— Три имени? Да, он аристократ.
Они вышли в коридор и направились к двери в столовую.
— У весталок все спокойно? — поинтересовался Цезарь.
— Абсолютно.
— А мой черный дрозденок?
— Цветет.
В этот момент со стороны лестницы показалась Юлия, и Цезарь, уже успокоившись, смог хорошо ее разглядеть. Как она выросла в его отсутствие! Такая красивая! Или это предвзятое мнение, свойственное всем отцам?
Но нет. Юлия унаследовала тонкие черты лица Цезаря, которые передались ему от Аврелии. Юлия все еще оставалась такой светленькой, что ее кожа казалась прозрачной, а копна волос была почти бесцветной — сочетание, которое наделяло ее изысканной утонченностью, отраженной в ее огромных голубых глазах с легким фиолетовым оттенком. При высоком росте ее тело было слишком тонким, а груди слишком маленькими. Но теперь отец увидел, что Юлия обладала притягательной силой и могла очаровать многих. «Захотел бы я ее, если бы не был ее отцом? Не уверен относительно плотского желания, но думаю, что любил бы ее. Она — истинная Юлия, она сделает своих мужчин счастливыми».
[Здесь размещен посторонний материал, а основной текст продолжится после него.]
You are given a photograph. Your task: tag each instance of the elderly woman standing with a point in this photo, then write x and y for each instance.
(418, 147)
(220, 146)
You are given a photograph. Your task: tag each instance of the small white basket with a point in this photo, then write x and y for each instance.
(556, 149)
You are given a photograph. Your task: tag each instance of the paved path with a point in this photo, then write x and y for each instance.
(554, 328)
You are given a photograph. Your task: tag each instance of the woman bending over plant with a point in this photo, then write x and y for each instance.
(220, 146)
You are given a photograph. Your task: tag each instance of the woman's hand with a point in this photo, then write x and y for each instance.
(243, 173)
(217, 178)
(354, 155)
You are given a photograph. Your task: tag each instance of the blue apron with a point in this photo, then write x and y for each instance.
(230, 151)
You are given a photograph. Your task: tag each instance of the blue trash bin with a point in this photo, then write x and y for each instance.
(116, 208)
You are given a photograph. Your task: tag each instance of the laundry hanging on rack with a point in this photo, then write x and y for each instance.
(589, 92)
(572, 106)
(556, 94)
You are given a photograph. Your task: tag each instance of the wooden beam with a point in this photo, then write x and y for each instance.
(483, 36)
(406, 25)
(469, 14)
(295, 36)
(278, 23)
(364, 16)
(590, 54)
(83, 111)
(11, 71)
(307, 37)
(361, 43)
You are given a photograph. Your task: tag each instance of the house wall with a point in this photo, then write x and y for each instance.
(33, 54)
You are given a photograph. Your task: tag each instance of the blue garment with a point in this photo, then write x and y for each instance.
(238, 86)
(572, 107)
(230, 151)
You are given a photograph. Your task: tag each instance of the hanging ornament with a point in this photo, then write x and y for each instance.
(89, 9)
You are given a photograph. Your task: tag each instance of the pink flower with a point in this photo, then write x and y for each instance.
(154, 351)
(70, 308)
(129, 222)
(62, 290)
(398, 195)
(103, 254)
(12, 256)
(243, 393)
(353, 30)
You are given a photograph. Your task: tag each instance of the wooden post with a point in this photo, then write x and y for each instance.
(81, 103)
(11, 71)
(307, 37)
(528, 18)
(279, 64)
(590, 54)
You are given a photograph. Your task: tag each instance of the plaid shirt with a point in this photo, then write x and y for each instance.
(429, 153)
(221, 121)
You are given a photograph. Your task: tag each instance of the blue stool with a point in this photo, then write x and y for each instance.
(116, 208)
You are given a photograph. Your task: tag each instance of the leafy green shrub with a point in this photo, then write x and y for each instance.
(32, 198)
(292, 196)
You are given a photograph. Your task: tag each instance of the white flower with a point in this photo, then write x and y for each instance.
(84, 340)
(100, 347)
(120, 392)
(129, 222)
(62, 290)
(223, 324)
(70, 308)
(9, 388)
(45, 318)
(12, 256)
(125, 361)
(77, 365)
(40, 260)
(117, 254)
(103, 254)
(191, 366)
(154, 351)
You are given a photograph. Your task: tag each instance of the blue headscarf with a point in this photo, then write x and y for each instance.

— В январе тебе будет семнадцать, — сказал Цезарь, ставя ее стул напротив своего. Аврелия устроилась напротив Бальба, который занимал locus consularis на их ложе.
— Как поживает Брут?
Дочь ответила спокойно, но лицо ее, как он заметил, отнюдь не оживилось при упоминании имени нареченного.
— Хорошо, папа.
— Делает себе имя на Форуме?
— Больше в издательских кругах. Его конспекты очень ценятся. — Она улыбнулась. — На самом деле, я думаю, ему больше нравится заниматься денежными делами, поэтому плохо, что он будет сенатором.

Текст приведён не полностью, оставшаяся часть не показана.